Şunu unutmayın ne kadar hazırlıklı ve donanımlı giderseniz gidin ilk tecrübenizde bunları yaşamanız gayet normal. Zaten sunumunuzu dinleyenler de bunun farkında olacakları için sizi çok fazla zorlamayacaklardır.

Kongre ve sempozyumlarda en iyi sunumu yapabilmek için kendi tecrübelerimle de sabit bazı ipuçları vermek istiyorum.

Sunumla ve Slaytla Alakalı Olanlar


             Sunumunuzu hazırlarken uzun uzadıya yazılardan mutlaka uzak durun. Bir sayfa slaytta en fazla 3-4 cümle bulundurun.

             Her 3-4 sayfada bir muhakkak bir görsel bulundurun. Bu görsel bir analiz, istatistiksel veri, konuyla ilgili örnekleme fotoğrafı ya da grafiksel anlatım olabilir. Böyle bir görsel bulunması hem size soluk aldıracaktır hem de kürsüden kurtulup sahneyi daha etkin kullanmanız için size fırsat sağlayacaktır.

             Sunumlarınızda etkin olarak kullanacağınız 1-2 anahtar kelime seçin ve bütün anlatımınızı bu anahtar kelimeler üzerine kurmaya çalışın.

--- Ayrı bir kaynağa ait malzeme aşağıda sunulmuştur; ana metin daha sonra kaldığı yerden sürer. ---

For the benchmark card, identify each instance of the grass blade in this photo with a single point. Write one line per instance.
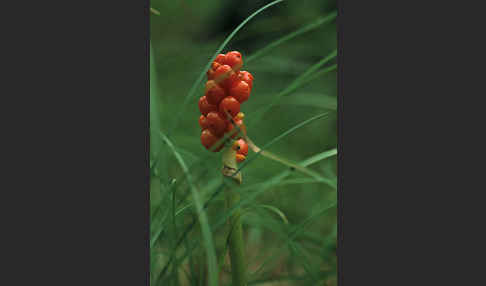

Sunumlarda çok fazla anahtar kelime kullanmak dinleyicilerin dikkatinin dağılmasına neden olabilir.

             Dinleyicilerin sizi, konuşmanızın başlamasından sonra en dikkatli dinledikleri süre ilk 6-7 dakikadır. Bu süre içerisinde dinleyicilerinizi ne kadar iyi yakalayabilirseniz sizi o derece sıkılmadan dinleyeceklerdir. Sıkıcı geçen bir sunumun size karşı oluşan ilk intibanın olumsuz olmasına neden olacağını unutmayın.

             Tüm makalenizi slaytlarla anlatmaya çalışmayın. Özellikle literatür kısmını çok yüzeysel geçmeye çalışın çünkü o salonda sizi dinleyenlerin çoğunluğu zaten alanında yetkin olduğu için literatür kısmını biliyorlardır.

             Hipotezlerinizi savunurken ve elde etmiş olduğunuz sonuçları paylaşırken kısa ve komik örneklemeler verin. Bu size daha fazla artı puan kazandıracaktır.

             Slaytlarınızı çok fazla uzun tutmayın ortalama olarak 15 sayfalık bir sunum her zaman 30-40 sayfalık sunumlara göre daha fazla takdir edilmiştir. Çünkü sayfa sayısı ne kadar çoğalırsa dinleyicilerin sıkılma olasılığı da o kadar artacaktır.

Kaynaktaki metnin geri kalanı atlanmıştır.